There was a shout of laughter as Rob hastily put up his hands to feel for them, adding in his slow, gruff voice—“A statue ain’t alive.”

“It made a fool of the whole matter,” proceeded Bobus. “I wish we’d kept a lout like you out of it.”

“Hush, hush, Bobus,” put in his mother, “no matter about that. The question is what is to be done about poor Mr. Richards and Alfred.”

“Write a poetical letter,” said Allen, beginning to extemporise in Hiawatha measure.

          “O thou mighty man of money,           Barnes, of Belforest, Esquire,           Innocent is Alfred Richards;           Innocent his honest father;           Innocent as unborn baby           Of development of Midas,           Of the smearing of the Cupid,           Of the fracture of the goose-bill,           Of the writing of the mottoes.           All the Brownlows of St. Kenelm’s,           From the Folly and from Kencroft.           Robert, the aspiring soldier,           Robert, too, the sucking chemist,           John, the Skipjack full of mischief,           John, the great originator,           Allen, the—”

“Allen the uncommon gaby,” broke in Bobus. “Come, don’t waste time, something must be done.”

“Yes, a rational letter must be written and signed by you all,” said his mother. “The question is whether it would be better to do it through your uncle or Mr. Ogilvie.”

“I don’t see why my father should hear of it, or Mr. Ogilvie either,” growled Rob. “I didn’t do those donkeyfied ears.”

“You did the writing, which was five hundred times more donkeyfied,” said Jock.

“It is quite impossible to keep either of them in ignorance,” said Caroline.

“Yes,” repeated all her own three; Jock adding “Father would have known it as soon as you, and I don’t see that my uncle is much worse.”

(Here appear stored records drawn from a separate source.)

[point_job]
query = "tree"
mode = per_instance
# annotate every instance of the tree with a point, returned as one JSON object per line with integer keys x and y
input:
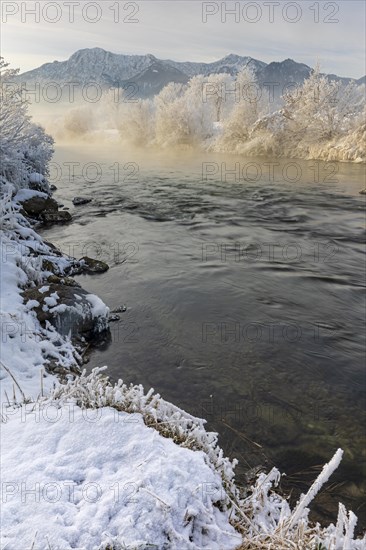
{"x": 24, "y": 146}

“He ain’t so soft,” exclaimed Johnny, roused to loyal defence of his parent.

“Soft!” cried Jock, indignantly; “I can tell you father did pitch into me when I caught the old lady’s bonnet out at the window with a fishing-rod.”

“He never flogged you,” said Johnny contemptuously.

“He did!” cried Jock, triumphantly. “At least he flogged Bobus, when—”

“Shut up, you little ape,” thundered Bobus, not choosing to be offered up to the manes of his father’s discipline.

“You think you must explain it to my uncle, mother,” said Allen, rather ruefully.

“Certainly. He ought to be told first, and Mr. Ogilvie next. Depend upon it, he will be far less angry if it is freely confessed and put into his hands and what is more important, Mr. Barnes must attend to him, and acquit the Richardses.”

The general voice agreed, but Rob writhed and muttered, “Can’t you be the one to tell him, Mother Carey?”

“That’s cool,” said Allen, “to ask her to do what you’re afraid of.”

“He couldn’t do anything to her,” said Rob.

However, public opinion went against Rob, and the party of boys dragged him off in their train the less reluctantly that Allen would be spokesman, and he always got on well with his uncle. No one could tell how it was, but the boy had a frank manner, with a sort of address in the manner of narration, that always went far to disarm displeasure, and protected his comrades as well as himself. So it was that, instead of meeting with unmitigated wrath, the boys found that they were allowed the honours and graces of voluntary confession. Allen even thought that his uncle showed a little veiled appreciation of the joke, but this was not deemed possible by the rest.